Public Sociology: International Models and Russian Views

Mischa Gabowitsch

The following virtual round-table discussion grew out of a seminar that took place in Saint Petersburg in September 2007. Michael Burawoy, who has spearheaded the debate on public sociology in the United States and globally in recent years, presented his ideas to a Russian audience. The seminar took place in the midst of what has become known as the “student revolt” at Moscow State University’s sociology department, and several of the student leaders took part in the debate. For the written version of the discussion, I suggested that Burawoy concentrate on different national types of sociology and offer his interpretation of the current state of Russian sociology in the context of public sociologies around the world.

For Public Sociology, Burawoy’s 2004 presidential address at the American Sociological Association’s annual convention, has been translated and has already generated some discussion in Russia (Iarskaia-Smirnova and Romanov 2008). However, I felt it would be more productive to ask Burawoy, who has studied the Russian transformation and co-written several papers with Russian colleagues, to address a Russian audience directly and discuss the case of Russian sociology in international context. We then asked a cross-section of Russian sociologists to comment on Burawoy’s paper. Some of them participated in the original 2007 round table, others did not. Most are based in Russia, including several important regional centers, but two of our participants work at German institutions. In terms of their affiliations, both universities and research-only state institutions are represented, and so are the new independent research centers, as well as OD, the group of undergraduate students that coordinated the “revolt” of 2007–8. Discussants were given the choice of answering some or all of our questions (published here following the original paper), or commenting on Burawoy’s paper without regard to them. Their comments display a wide variety of views on public sociology and on the utility of the concept for Russia. For background on some of the organizations and individuals mentioned in the responses, see my introduction, the Documents section, and Alexander Bikbov’s paper, all in this issue of Laboratorium.

The editors hope the discussion will not end here. In a future issue, we plan to extend the debate, on the one hand, to colleagues from a range of foreign countries and, on the other hand, to invite comments from colleagues in other disciplines. By doing so, we hope to provide international and interdisciplinary perspectives on the difficulties experienced by Russian sociology in general, and public sociology in particular.

Mischa Gabowitsch

Questions for Discussion

  1. Michael Burawoy distinguishes between professional, critical, policy, and public sociology, based on the main tasks and publics of sociological knowledge. Is this typology helpful in understanding the current state of Russian sociology? How are these four types correlated in Russia?

  2. What encourages and what hinders the development of sociology and, more broadly, the social sciences in Russia? Are these factors peculiarly Russian?

  3. Based on your view of the main professional tasks of sociologists in present-day Russian society, how do you see the tasks and limits of public sociology in Russia today? How do these tasks correlate with the “public” versions of neighboring disciplines such as political science, economics, anthropology, or history?
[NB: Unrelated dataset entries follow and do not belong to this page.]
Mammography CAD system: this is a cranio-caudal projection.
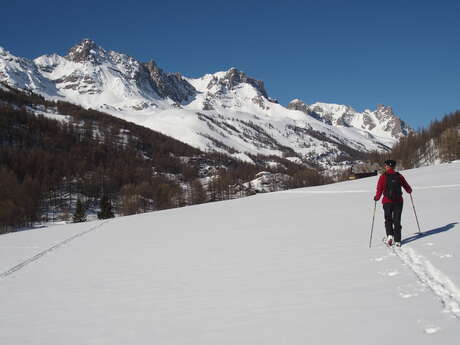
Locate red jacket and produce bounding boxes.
[374,168,412,204]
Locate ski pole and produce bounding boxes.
[369,201,377,248]
[409,193,422,234]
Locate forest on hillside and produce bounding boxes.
[0,85,330,233]
[368,111,460,169]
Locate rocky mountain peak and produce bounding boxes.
[376,104,396,116]
[65,38,107,64]
[208,67,269,99]
[143,60,196,103]
[287,98,307,113]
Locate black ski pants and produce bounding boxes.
[383,202,403,242]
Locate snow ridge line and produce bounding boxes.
[0,221,108,279]
[395,248,460,320]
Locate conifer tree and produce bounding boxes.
[97,194,115,219]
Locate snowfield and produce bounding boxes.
[0,162,460,345]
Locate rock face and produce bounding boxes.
[0,39,410,167]
[288,100,411,139]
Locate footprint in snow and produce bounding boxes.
[379,271,399,277]
[418,320,441,334]
[432,252,453,259]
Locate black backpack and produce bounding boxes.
[385,173,402,201]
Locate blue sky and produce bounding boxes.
[0,0,460,128]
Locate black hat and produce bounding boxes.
[385,159,396,168]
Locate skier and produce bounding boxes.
[374,159,412,247]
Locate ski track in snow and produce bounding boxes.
[394,248,460,320]
[0,221,109,279]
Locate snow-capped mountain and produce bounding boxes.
[0,40,410,166]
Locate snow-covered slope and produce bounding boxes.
[0,39,409,166]
[0,163,460,345]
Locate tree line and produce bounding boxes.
[368,111,460,169]
[0,85,328,233]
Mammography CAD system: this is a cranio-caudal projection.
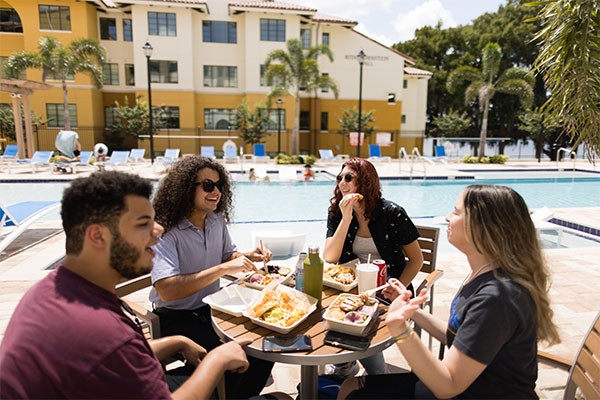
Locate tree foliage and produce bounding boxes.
[264,39,339,154]
[233,99,270,144]
[530,0,600,159]
[6,36,106,130]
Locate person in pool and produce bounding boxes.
[323,158,423,375]
[338,185,560,399]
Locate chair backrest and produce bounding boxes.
[129,149,146,160]
[369,144,381,157]
[2,144,19,157]
[435,146,446,157]
[164,149,179,159]
[200,146,215,158]
[108,150,129,164]
[254,144,267,157]
[564,313,600,399]
[319,149,333,160]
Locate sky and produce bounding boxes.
[292,0,506,46]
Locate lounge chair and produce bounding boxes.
[8,151,54,173]
[369,144,392,162]
[200,146,217,158]
[0,201,60,253]
[54,151,94,174]
[250,231,306,257]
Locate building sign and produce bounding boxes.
[375,132,392,147]
[350,132,365,146]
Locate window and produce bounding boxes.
[123,18,133,42]
[321,72,329,93]
[38,5,71,31]
[204,108,235,130]
[46,104,77,128]
[150,60,179,83]
[321,111,329,131]
[267,108,285,131]
[300,29,310,49]
[260,18,285,42]
[202,21,237,43]
[204,65,237,87]
[300,111,310,131]
[0,8,23,32]
[125,64,135,86]
[100,18,117,40]
[152,106,179,129]
[44,68,75,81]
[102,63,119,85]
[104,107,117,128]
[148,12,177,36]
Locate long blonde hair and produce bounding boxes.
[463,185,560,344]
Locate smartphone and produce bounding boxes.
[263,335,312,353]
[323,331,371,351]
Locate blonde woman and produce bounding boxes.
[339,185,560,399]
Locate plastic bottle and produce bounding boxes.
[304,246,323,307]
[296,251,307,292]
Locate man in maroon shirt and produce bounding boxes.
[0,172,250,399]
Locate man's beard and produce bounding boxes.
[110,229,152,279]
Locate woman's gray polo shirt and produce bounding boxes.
[150,212,237,310]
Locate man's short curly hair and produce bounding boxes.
[60,171,153,255]
[153,155,233,232]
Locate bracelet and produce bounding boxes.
[394,329,415,344]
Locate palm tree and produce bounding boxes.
[446,43,535,161]
[265,39,339,154]
[7,36,106,130]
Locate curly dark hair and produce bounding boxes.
[60,171,153,255]
[329,157,381,219]
[153,155,233,232]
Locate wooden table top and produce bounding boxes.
[212,288,393,365]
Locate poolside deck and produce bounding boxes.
[0,160,600,398]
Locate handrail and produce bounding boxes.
[556,147,577,171]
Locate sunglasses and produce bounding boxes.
[335,174,356,183]
[196,179,224,193]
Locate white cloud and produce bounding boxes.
[394,0,456,42]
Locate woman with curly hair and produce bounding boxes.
[150,156,273,398]
[338,185,560,399]
[323,158,423,375]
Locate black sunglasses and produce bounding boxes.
[335,174,355,183]
[196,179,224,193]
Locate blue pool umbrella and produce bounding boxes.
[54,131,79,158]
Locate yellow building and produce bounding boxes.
[0,0,431,157]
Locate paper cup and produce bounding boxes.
[356,264,379,293]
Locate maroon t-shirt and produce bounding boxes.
[0,267,171,399]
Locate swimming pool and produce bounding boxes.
[0,178,600,223]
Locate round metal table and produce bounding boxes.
[211,288,394,399]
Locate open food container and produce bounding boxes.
[202,285,260,317]
[323,293,379,336]
[323,260,358,292]
[243,284,317,334]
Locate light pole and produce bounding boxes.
[275,97,283,154]
[356,50,367,157]
[142,40,154,164]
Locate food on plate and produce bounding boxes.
[325,265,356,285]
[326,294,375,324]
[251,289,310,327]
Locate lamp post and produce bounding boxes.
[356,50,367,157]
[275,97,283,154]
[142,40,154,164]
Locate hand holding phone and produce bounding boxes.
[263,335,312,353]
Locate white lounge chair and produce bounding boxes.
[0,201,60,253]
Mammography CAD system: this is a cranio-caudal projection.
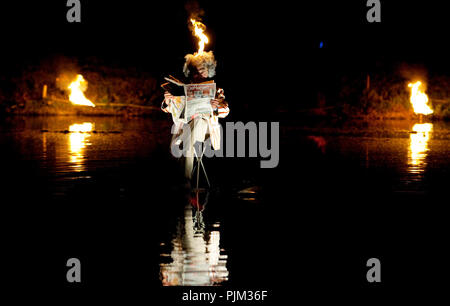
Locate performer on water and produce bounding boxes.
[161,51,230,179]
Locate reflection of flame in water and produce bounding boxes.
[408,123,433,174]
[160,205,228,286]
[69,122,94,171]
[68,74,95,107]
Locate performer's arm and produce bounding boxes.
[161,91,173,113]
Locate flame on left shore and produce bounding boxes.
[191,18,209,56]
[68,74,95,107]
[408,81,433,115]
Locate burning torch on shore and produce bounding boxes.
[408,81,433,122]
[67,74,95,107]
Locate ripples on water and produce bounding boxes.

  4. Some scholars explain the lack of public sociology in Russia by pointing to the inadequate institutionalization and professionalization of social science. Do you agree?

  5. Could you name any Russian sociologists or organizations who vividly personify each of the types of sociology that Michael Burawoy identifies, or perhaps several types at once? What kind of sociology does your own work represent, and if it belongs to several types, how do you combine these types in your work?

  6. Are there any lessons to be learned for public sociology from the closure of the old VTsIOM (the Russian Center for the Study of Public Opinion) in 2003, the student revolt at Moscow State University’s sociology department in 2007–8, or the closure of the European University at Saint Petersburg in February–March 2008?

  7. Do you believe that the current state of Russian sociology differs radically from configurations in other countries—not just global centers such as the United States or France, but also countries of the Global South or other post-Soviet states? Can sociology remain national at a time when both academia and society are becoming increasingly globalized, and many Russian sociologists participate in comparative research projects and/or publish their work abroad?